私はそこでご飯を作ったり、洗濯をしたり、トイレや入浴の手伝いをしている。

以前は介護支援専門員をしていた。鬱病になってしまい、休職したら家から車で40分もかかるところへ生活支援員として異動することになった。

介護支援専門員とはもっぱら介護保険法の下で働く、その部門のエキスパートだ。そうだったのに障害部門にわざわざ寄こしたのは、嫌なら辞めてしまえということなんだろう。今度は障害者自立支援法の下で働かなければいけないわけだ。ルールが分からないので手も足ももがれたような気持ちになったが、まあ行ってみようと思った。

現場に行ってみて障害者と呼ばれる人たちは健常者と言われる人々から、「そう言うしかないよね」という感じでそう呼ばれているだけで、普通の人間となんら変わらないと思った。

ただ、一般に健常者と呼ばれている人たちのように住むには、誰かの手伝いや道具が必要だというだけだ。健常者の人と同じ生活がしたいと思うことは当たり前だなと思う。トイレに行くのに「お願いします」と頼まなければいけない、どこかへ出掛けるにも人に「お願いします」と頼んで体を抱き上げてもらわないといけないのは、辛いことだ。

「障害部門はわがままでさあ」と言う人は同業者に少なくはない。でもそれって全然違うと思う。体がきかない分、口が出るし、喋れなければ体で訴えるしかないのだから。別に「私は分かる女よ」と言いたいわけではなくて、シンプルにそうでしょと思うだけだ。

福祉とは、こぼれおちたものをすくうものかと思っていたらどうもそうではないらしい、と気が付いたのは最近だ。施設にいるとよく分かる。「もの分かりのいい利用者」「扱いやすい利用者」そういう人が職員に好まれる。管理しやすいから。利用者の人生の課題を一緒に考えていた私にとってなかなかに衝撃的なことだった。

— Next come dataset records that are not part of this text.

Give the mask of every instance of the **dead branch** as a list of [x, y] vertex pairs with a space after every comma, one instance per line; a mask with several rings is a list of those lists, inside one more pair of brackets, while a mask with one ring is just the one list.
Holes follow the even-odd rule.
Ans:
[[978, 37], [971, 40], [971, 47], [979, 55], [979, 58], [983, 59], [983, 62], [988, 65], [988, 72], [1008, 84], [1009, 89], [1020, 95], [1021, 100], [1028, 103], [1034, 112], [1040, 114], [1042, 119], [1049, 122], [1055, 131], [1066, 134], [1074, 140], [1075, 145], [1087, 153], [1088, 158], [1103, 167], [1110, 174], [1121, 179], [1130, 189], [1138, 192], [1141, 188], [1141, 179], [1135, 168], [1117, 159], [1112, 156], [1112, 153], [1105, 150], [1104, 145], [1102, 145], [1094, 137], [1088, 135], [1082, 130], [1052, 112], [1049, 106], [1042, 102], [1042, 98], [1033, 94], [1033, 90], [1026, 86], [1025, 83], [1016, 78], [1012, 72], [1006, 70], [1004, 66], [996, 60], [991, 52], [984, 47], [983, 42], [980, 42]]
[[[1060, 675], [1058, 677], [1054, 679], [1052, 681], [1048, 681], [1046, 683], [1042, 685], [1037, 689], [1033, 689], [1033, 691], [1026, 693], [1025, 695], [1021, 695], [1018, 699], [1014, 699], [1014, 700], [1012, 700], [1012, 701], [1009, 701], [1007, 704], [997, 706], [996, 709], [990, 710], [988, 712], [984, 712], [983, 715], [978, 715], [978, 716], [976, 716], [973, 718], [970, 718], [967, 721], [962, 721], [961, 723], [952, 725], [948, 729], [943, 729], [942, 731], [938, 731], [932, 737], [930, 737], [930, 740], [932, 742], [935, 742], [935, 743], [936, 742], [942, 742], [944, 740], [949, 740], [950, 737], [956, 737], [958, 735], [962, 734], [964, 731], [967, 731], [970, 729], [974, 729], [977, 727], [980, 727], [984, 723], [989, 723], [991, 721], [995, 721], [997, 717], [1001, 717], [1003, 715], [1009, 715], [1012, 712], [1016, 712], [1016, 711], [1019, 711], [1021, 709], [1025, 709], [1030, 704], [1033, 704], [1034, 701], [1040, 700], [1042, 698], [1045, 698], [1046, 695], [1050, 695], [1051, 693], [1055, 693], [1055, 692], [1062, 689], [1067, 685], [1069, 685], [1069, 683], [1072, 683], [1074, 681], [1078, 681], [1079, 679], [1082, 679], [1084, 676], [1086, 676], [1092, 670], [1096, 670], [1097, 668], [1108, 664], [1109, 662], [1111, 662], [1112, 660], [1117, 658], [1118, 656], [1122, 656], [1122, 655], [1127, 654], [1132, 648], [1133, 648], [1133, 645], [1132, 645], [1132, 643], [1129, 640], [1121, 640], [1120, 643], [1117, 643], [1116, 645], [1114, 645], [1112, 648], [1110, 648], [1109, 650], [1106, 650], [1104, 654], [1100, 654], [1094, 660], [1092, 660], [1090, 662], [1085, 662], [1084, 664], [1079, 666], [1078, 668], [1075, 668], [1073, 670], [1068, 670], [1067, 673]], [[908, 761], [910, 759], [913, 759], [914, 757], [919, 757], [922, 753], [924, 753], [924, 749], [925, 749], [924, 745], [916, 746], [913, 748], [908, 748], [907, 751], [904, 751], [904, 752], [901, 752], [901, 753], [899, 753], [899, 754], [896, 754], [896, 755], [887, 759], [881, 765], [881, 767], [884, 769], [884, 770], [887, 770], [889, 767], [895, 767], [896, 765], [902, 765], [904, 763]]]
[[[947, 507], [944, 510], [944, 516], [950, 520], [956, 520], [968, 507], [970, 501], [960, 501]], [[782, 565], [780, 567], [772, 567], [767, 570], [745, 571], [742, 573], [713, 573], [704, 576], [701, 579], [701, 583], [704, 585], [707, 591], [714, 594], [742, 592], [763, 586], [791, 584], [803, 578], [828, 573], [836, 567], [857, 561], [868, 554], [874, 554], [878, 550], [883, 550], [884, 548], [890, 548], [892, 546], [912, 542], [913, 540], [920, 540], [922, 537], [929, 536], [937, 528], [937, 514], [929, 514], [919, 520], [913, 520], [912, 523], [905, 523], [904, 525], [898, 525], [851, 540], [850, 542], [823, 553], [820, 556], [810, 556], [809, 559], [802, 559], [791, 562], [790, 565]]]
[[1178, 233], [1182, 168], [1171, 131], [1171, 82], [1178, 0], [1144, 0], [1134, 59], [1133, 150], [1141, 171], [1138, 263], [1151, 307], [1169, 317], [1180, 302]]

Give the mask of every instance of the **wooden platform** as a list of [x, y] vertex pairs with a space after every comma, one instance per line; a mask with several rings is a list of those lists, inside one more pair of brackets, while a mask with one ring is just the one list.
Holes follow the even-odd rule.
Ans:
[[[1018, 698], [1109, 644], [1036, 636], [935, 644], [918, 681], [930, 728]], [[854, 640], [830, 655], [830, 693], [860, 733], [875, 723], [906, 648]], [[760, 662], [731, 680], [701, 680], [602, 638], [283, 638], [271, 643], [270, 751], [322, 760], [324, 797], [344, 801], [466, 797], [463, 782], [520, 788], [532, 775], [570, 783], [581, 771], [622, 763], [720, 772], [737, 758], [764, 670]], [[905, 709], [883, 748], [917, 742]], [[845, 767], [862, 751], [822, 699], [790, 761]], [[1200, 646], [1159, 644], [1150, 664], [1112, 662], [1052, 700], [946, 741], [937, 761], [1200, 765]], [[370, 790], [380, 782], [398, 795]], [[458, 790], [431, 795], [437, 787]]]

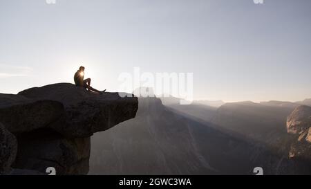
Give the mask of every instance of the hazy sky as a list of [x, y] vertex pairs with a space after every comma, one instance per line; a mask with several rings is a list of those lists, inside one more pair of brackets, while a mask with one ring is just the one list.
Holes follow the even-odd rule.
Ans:
[[311, 98], [311, 1], [0, 0], [0, 93], [192, 72], [196, 99]]

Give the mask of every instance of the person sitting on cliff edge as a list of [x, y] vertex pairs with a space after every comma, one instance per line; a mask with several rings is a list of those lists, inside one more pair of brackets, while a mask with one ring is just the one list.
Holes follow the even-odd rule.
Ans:
[[85, 68], [81, 66], [79, 68], [79, 70], [77, 71], [77, 72], [75, 73], [75, 76], [73, 78], [75, 80], [75, 85], [82, 87], [84, 89], [87, 89], [90, 91], [97, 92], [102, 94], [104, 93], [106, 91], [106, 89], [100, 91], [91, 87], [91, 78], [84, 80], [84, 70]]

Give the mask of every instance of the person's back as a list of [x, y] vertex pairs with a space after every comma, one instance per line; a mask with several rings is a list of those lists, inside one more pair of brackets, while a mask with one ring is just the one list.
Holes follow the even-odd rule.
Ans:
[[82, 71], [78, 70], [75, 73], [75, 76], [73, 78], [75, 80], [75, 85], [83, 87], [83, 80], [84, 80], [84, 74]]

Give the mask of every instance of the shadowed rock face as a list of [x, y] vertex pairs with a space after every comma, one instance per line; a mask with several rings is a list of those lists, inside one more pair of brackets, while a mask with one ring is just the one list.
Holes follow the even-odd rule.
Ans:
[[301, 134], [310, 127], [311, 107], [299, 106], [288, 116], [288, 132]]
[[[134, 118], [138, 106], [135, 97], [100, 95], [68, 83], [0, 94], [0, 133], [13, 134], [19, 143], [12, 174], [44, 172], [48, 167], [57, 174], [87, 174], [90, 136]], [[11, 141], [8, 145], [14, 145]], [[0, 162], [0, 168], [11, 161]]]

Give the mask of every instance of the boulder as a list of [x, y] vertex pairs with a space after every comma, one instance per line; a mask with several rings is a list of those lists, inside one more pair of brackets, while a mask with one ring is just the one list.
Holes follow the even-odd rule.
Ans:
[[53, 167], [57, 174], [86, 174], [90, 136], [135, 116], [138, 100], [126, 96], [68, 83], [0, 94], [0, 174], [46, 174]]
[[311, 107], [299, 106], [288, 117], [288, 132], [296, 136], [292, 143], [289, 157], [311, 161]]
[[64, 116], [48, 125], [67, 138], [88, 137], [135, 117], [138, 109], [135, 97], [120, 97], [117, 93], [98, 94], [68, 83], [35, 87], [19, 95], [36, 100], [59, 102]]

コロナウイルスが2類から5類に変わった今、職員は節度を守れば自由にどこへでも行けるようになった。しかし、利用者と呼ばれる人たちは2時間の外出しかできない。ここは田舎なものだから、例えばお盆なんかは墓参りに行ったら施設にとんぼ返りだ。3時間あれば、喫茶店でお茶でも飲んで来られるだろうに。